À Lusa, o major Tiago Meireles, do Comando Territorial da Guarda Nacional Republicana (GNR), explicou que o homem, de 59 anos, foi detido no âmbito de um inquérito que decorria há cerca de 15 meses, após ter sido denunciado por burla, em que se fazia passar por um familiar de outra pessoa, solicitando quantias em dinheiro através de um esquema fraudulento.
De acordo com o major da GNR, a investigação “ainda decorre” podendo ainda vir a “serem apurados mais crimes” praticados pelo mesmo suspeito.
Para já, foi possível apurar que, entre março de 2025 e julho de 2026, o suspeito contactava “presencialmente e por via telefónica” diversas vítimas, fazendo-se passar por familiar ou conhecido, pedindo “quantias em dinheiro através de um esquema fraudulento, causando prejuízos patrimoniais”.
A GNR conseguiu ainda apurar que o suspeito “utilizava quartos de hotéis e estabelecimentos similares com a intenção de não efetuar o pagamento dos serviços prestados”.
A área de atuação do homem “não está circunscrita a um concelho” em específico, tratando-se de “crimes com expressão nacional”, precisou Tiago Meireles.
“A investigação iniciou-se com burla de falso familiar e é espoletado um conhecimento de outros crimes”, frisou.
No comunicado esta quinta-feira divulgado, a GNR explicou que, na sequência da investigação, foi dado cumprimento a um mandado de detenção, no concelho de Oeiras, a um mandado de busca domiciliária, no concelho de Valença, e a um mandado de busca a um veículo.
Ao suspeito, as autoridades apreenderam um telemóvel e três cartões SIM.
O detido foi presente no Tribunal Judicial de Vila Nova de Foz Côa, tendo-lhe sido aplicadas as medidas de coação de apresentações bissemanais no posto policial da área de residência e proibição de se ausentar do território nacional, com obrigação de entrega do passaporte.

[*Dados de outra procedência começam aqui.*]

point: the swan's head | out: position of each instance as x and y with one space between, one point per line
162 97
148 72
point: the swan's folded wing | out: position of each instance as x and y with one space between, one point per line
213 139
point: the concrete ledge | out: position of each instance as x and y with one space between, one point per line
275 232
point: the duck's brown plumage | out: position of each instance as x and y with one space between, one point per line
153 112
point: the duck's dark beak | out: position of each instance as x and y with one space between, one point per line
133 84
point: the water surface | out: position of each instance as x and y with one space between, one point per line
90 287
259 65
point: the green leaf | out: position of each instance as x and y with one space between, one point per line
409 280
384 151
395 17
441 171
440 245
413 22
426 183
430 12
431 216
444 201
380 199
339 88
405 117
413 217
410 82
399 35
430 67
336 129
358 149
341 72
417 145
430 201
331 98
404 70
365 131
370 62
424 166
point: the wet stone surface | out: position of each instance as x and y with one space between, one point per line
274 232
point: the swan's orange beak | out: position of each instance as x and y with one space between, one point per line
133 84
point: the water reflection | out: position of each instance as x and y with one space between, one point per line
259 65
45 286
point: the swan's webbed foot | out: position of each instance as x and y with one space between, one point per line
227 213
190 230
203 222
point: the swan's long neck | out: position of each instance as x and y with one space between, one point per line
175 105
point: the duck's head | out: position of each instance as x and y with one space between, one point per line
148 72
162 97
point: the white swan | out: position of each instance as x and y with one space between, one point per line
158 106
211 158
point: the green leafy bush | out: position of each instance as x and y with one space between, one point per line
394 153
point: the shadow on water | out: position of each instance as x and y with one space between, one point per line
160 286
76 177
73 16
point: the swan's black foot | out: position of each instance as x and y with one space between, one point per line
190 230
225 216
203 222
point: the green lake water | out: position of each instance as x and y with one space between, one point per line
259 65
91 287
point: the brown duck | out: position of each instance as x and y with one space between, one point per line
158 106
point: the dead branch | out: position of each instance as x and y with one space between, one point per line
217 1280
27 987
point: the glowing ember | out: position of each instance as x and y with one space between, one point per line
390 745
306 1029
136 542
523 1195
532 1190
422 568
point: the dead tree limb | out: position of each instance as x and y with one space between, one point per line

O homem ficou ainda proibido de permanecer alojado em hotéis, residenciais e estabelecimentos similares.
A GNR alertou ainda para a “importância de confirmar a identidade de quem solicita dinheiro ou outros pagamentos”, sobretudo quando os contactos são inesperados ou invocam situações de urgência.
“Em caso de suspeita de burla, os factos devem ser comunicados às autoridades”, aconselha a GNR na nota.